The gift was a beautiful flexible
snake of opals in gold, with diamonds for its eyes
and its forked tongue, such a jewel as the heart of
woman could not resist. The General himself clasped
the ornament on Nelly’s neck, where it lay emitting
soft fires of milky rose and emerald.
There was a little pause. The
Tree seemed to be finished. The women-folk began
to clear their throats for the Adeste Fidèles
with which the festivity concluded. Afterwards
there was to be a glass of champagne all round.
The pause, however, was a device of
the General’s to give more effect to what was
to follow. Captain Langrishe had been standing
apart, his shy and modest air commending him the more
to the women who thought him so handsome and the men
who knew him for heroic; for had not Pat sung his
praises? And to be sure, the women’s hearts
swelled at beholding a hero taking part in their own
particular festivity of the year, a hero that is to
say with his heroism brand-new upon him and from the
outside world, so to speak. They were so accustomed
to a hero for a master all the year round, that in
that particular connection they hardly thought upon
him.
“I believe, after all,”
said Sir Denis, as though he were talking to children it
was his way with women and children and dependents
and animals “I believe there’s
something for my girl which she’ll think more
of than anything else. It’s hidden just
down here at the foot of the Tree, and might very
easily be over-looked if one didn’t know beforehand
that it was there. Captain Langrishe, will you
give this little packet to my Nelly? It’s
your gift. She’ll like it from you.”
Langrishe came forward, looking radiantly
happy and handsome, and wearing withal that look of
becoming shyness. He extracted from somewhere
near the roots of the Tree a white paper-covered packet,
very tiny and tied with blue ribbon, which he undid
with quick, nervous fingers.
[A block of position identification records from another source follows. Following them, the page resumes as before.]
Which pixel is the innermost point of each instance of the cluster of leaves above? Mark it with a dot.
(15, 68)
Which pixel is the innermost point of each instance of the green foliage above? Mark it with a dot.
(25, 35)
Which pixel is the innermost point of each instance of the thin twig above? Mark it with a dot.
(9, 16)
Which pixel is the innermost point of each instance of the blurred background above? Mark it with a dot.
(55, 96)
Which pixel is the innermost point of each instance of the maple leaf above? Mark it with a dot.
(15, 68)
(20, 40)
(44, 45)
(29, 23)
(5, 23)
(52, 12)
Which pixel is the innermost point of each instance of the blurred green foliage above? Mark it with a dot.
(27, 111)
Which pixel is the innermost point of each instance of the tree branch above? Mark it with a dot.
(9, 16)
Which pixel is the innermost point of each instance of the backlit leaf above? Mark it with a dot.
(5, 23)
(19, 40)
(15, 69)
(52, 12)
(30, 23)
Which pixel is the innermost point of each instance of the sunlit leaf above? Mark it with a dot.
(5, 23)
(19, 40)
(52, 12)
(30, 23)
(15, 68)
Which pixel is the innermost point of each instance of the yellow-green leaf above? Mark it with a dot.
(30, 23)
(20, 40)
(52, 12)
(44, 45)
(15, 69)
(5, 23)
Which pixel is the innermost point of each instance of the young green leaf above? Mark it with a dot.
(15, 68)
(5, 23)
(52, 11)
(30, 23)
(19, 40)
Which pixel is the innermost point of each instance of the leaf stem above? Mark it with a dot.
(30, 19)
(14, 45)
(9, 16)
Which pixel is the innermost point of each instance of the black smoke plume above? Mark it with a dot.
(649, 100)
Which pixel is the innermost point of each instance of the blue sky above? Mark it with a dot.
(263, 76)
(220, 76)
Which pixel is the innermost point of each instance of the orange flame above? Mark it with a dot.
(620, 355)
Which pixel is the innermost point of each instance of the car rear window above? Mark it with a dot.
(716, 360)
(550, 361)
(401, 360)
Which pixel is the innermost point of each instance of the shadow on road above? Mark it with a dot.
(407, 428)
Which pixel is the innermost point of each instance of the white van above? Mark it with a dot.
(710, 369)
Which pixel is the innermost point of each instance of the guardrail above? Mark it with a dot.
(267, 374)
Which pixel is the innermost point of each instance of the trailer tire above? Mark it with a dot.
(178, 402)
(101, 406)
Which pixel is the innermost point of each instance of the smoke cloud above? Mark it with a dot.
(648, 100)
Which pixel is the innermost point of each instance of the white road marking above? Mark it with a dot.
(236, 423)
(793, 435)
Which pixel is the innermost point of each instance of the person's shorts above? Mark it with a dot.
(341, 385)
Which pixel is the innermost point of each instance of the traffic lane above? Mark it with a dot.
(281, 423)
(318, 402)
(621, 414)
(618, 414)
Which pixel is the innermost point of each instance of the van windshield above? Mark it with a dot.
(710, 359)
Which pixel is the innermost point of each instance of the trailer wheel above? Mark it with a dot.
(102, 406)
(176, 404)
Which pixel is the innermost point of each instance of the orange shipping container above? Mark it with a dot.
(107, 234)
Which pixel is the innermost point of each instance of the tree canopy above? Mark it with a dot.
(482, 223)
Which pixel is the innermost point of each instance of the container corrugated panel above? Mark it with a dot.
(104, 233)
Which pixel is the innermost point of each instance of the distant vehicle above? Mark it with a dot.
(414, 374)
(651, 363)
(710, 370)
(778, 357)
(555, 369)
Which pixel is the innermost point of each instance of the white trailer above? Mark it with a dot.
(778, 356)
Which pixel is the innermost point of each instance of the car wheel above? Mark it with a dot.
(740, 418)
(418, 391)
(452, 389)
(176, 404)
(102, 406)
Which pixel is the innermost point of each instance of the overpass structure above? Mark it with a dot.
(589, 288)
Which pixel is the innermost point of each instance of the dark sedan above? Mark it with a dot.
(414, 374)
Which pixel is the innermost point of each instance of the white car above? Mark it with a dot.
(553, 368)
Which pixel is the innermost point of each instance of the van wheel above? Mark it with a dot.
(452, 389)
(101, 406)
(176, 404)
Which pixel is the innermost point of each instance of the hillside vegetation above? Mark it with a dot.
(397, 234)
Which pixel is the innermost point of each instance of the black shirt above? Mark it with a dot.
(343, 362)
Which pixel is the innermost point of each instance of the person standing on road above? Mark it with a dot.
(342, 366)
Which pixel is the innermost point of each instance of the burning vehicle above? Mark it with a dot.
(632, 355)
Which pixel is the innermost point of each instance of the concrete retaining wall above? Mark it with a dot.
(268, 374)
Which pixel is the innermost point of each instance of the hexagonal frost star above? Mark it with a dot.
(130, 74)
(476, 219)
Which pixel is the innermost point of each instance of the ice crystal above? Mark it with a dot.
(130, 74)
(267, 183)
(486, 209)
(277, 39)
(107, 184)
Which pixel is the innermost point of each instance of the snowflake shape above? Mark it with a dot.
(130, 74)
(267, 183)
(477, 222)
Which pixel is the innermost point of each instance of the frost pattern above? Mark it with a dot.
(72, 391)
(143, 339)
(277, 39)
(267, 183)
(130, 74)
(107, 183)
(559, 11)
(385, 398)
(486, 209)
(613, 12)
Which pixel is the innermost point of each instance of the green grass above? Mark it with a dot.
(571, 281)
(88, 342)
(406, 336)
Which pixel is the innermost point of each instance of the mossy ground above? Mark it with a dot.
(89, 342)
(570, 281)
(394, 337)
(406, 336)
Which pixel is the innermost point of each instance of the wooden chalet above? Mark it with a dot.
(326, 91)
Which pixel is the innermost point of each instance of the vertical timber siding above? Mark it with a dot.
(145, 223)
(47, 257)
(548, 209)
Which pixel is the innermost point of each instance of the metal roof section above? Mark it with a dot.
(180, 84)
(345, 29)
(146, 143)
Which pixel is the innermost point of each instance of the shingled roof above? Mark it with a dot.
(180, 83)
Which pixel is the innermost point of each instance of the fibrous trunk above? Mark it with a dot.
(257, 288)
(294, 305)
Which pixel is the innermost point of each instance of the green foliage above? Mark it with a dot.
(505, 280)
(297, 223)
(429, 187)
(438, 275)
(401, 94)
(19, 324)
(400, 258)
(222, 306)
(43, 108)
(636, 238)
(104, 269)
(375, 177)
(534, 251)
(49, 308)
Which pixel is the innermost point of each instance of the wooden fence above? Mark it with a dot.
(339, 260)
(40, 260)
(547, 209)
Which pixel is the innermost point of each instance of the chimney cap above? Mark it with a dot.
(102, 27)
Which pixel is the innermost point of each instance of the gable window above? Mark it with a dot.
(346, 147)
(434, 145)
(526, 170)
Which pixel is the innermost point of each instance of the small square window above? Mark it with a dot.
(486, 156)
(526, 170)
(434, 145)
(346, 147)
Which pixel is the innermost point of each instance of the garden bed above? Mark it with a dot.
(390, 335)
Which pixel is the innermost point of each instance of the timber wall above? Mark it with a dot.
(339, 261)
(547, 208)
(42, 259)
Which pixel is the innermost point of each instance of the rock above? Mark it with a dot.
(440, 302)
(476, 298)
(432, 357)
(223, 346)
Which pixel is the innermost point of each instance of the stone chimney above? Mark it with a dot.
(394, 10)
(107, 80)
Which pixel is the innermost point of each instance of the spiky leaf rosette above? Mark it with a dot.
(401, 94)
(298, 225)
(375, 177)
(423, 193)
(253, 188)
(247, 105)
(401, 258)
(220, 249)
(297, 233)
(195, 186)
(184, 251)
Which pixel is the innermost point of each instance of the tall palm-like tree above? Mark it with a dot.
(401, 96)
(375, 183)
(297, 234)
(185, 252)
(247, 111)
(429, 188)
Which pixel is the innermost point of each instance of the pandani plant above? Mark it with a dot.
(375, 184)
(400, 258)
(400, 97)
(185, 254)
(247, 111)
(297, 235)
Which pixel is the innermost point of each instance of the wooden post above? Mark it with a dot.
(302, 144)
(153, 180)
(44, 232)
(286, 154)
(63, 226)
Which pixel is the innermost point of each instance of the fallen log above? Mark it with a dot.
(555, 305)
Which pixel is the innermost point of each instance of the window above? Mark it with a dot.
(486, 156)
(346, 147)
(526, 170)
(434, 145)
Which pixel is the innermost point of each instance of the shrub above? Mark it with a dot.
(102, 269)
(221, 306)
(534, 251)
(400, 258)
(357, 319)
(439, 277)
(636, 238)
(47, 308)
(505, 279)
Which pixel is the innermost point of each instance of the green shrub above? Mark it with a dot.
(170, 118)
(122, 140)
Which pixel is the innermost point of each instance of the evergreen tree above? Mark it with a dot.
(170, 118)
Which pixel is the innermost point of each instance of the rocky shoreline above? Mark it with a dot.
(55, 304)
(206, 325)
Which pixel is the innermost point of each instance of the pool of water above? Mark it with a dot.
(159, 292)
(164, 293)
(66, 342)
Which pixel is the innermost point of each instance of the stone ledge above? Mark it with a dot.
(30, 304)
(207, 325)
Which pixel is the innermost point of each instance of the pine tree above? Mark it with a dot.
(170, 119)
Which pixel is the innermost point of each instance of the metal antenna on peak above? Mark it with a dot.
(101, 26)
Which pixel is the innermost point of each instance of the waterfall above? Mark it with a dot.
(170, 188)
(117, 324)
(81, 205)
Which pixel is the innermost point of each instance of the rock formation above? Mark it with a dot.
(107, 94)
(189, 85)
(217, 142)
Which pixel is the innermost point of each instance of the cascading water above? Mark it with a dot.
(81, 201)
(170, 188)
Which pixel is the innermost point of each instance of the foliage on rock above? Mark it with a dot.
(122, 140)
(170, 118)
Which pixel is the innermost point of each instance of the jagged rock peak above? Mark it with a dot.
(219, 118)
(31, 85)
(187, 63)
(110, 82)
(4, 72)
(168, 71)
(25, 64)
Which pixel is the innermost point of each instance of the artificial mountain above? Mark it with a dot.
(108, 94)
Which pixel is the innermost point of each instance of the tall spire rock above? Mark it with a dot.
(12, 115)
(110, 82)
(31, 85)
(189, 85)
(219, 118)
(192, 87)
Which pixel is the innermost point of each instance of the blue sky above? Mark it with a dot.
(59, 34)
When he had laid
the covering aside it revealed itself as a little
ring-case. Opening it, he took out a beautiful
old-fashioned ring, a large pearl surrounded by diamonds.
He held it for a second between his fingers; and turning
round he went to Nelly’s side and taking her
hand lifted it to his lips. Then he slipped the
ring on to her third finger.
“My dear friends,” said
the General in an agitated voice, “I am very
happy to announce to you the engagement of my daughter
to Captain Langrishe.”
At that the cheering broke out, led
by Pat. As the dogs joined in, and even the brindle
puppy added his shrill note, there was the happiest,
merriest uproar lasting over several minutes, during
which the General stood, looking proudly from the
shy and smiling lovers to those dependants whom he
had really made his friends.
And at last, when the pause came, the General spoke:
“And now, my friends,”
he said, “to show that God is not forgotten in
our happiness and in our grateful hearts, we will sing
the Adeste Fidèles.”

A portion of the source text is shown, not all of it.